SCICLI, 02 Maggio 2026 – A Scicli, gli interventi di scerbatura e pulizia strade si sono interrotte bruscamente su diverse aree del territorio comunale e nelle borgate.
A segnalarcelo l’ex consigliere e assessore del Comune di Scicli, Guglielmo Scimonello, che si fa portavoce delle richieste di residenti e commercianti di Via San Nicolò, che da tempo chiedono interventi di scerbatura (rimozione delle erbacce) e la pulizia dei cigli stradali e delle aree antistanti le abitazioni. La scerbatura parziale o a macchia di leopardo – continua l’ex amministratore Scimonello – con interventi effettuati in alcune zone e non in altre, è una causa frequente di malcontento generale tra i residenti, i quali segnalano spesso situazioni di incuria del verde urbano, erba alta e scarse operazioni di disinfestazione”.
“Non è accettabile – dichiarano i cittadini residenti in via San Nicolò – che questa zona venga abbandonata puntualmente ogni anno. L’erba alta e le sterpaglie – continuano – diventano inevitabilmente ricettacolo di rifiuti e di escrementi di animali, e, la mancata manutenzione in aree specifiche in prossimità delle abitazioni, possono portare alla presenza di parassiti, come le zecche e nascondigli per topi. Urge intervenire”.
“Non è la prima volta – proseguono stizziti i residenti – che assistiamo ad interventi di taglio dell’erba insufficienti con la formula del “diserbo selettivo” che, puntualmente la giunta Marino con un programma fino in prossimità della seconda curva dei tornanti della Spana, all’altezza del cancello di ingresso del Convento del Rosario, in via San Nicolò, scientemente si appresta a concludere.

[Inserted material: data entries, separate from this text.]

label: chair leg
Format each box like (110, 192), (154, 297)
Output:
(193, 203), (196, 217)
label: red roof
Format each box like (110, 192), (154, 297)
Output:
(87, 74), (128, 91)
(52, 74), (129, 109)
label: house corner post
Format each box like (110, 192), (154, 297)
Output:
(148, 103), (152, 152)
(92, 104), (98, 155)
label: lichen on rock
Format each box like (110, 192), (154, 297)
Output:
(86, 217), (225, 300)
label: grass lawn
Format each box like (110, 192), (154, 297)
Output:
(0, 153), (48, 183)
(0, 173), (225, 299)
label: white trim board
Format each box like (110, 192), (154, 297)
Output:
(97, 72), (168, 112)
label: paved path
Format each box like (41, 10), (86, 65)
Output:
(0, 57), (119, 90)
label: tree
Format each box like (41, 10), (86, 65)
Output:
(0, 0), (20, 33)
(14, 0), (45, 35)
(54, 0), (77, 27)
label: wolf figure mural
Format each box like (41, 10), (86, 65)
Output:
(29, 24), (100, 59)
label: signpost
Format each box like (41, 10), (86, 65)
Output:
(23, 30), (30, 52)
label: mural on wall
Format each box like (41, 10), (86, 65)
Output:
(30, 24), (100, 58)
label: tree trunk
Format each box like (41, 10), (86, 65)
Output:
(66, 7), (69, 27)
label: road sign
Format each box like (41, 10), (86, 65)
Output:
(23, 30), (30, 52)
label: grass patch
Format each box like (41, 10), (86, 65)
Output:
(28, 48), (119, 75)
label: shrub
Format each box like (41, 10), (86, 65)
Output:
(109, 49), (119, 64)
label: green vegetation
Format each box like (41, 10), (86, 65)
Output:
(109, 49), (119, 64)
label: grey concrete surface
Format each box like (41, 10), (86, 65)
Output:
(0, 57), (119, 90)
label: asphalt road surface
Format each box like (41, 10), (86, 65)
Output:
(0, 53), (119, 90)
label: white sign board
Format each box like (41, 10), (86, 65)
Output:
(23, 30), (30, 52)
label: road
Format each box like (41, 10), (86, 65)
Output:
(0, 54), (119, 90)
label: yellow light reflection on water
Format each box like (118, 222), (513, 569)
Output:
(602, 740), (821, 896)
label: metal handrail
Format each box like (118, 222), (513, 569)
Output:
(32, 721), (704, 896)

“Chiediamo una programmazione più equa su tutto il territorio – ribadiscono i cittadini del luogo – riprendendo le opere di scerbatura (“dopo il cancello delle suore”) dove sono stati ultimati i lavori, per proseguire il taglio dell’erba lungo il ciglio stradale in prossimità delle abitazioni. Tuttavia – concludono – nonostante la consapevolezza di andare a protestare direttamente dal sindaco di Scicli, per richiedere l’intervento anche oltre quel limite, la risposta del primo cittadino ci ha lasciato basiti e increduli, poiché non pensavamo che dal secondo tornante a salire, il territorio appartenesse a Modica.”